Sustainable & Inclusive Design
The Work
These four projects sit at the intersection of industrial design and social responsibility. Each one started from a real need: accessibility, water conservation, rural sanitation, or agricultural efficiency.
The brief in each case was to design something that works in the real world, not the ideal one. Designs that are economically viable to manufacture, simple to install, and meaningful to the people who use them.
Each project was delivered with full technical documentation, prototypes or scale models, and a production plan, ready to be built.
For SOWER TRAILS Civil Association
A bamboo and aluminium product line designed to help young adults with intellectual and mental disabilities develop their potential and autonomy through art-making.
Developed in collaboration with the SOWER TRAILS civil association, the set prioritises ease of grip, accessibility of form, and material warmth. Bamboo brings natural texture and lightness; aluminium provides structural precision where it matters.

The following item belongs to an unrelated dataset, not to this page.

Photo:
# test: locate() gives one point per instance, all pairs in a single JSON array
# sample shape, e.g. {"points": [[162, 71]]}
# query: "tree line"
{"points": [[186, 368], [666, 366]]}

The design extends beyond the tools themselves to include a full installation and maintenance guide, ensuring the association can support the product independently over time.
Environmental Design
An environmental project addressing responsible water use, targeting communities where water wastage is a daily and largely invisible problem.
The design brief demanded a modern aesthetic that remained economically viable to manufacture and install, without sacrificing the clarity of its message. Good design as a tool for behaviour change.
Delivered as a complete proposal with technical drawings, a scale model, and a full production plan ready for implementation.
Sanitation Design
A basic sanitation solution for low-income rural populations without access to sewers, running water, or expensive infrastructure.
The system requires no sewerage connection and no water supply. It integrates composting and irrigation potential, turning waste into a resource and making dignified sanitation achievable in contexts where it otherwise wouldn't be.
The challenge was to design something that is simple enough to be built locally, durable enough to last, and considered enough that people would actually use it.
Agricultural Design
A mechanized automation system for seedling sowing, designed for small family agricultural producers who need to work across diverse seed varieties without large capital investment.
The flat-pack design prioritises simple assembly and disassembly, making it accessible in contexts where specialist tools or expertise are not available. The system adapts to different seed types and tray sizes.
Where industrial agriculture has large-scale mechanization, small producers have very little. Spora JRB is an attempt to close that gap, one tray at a time.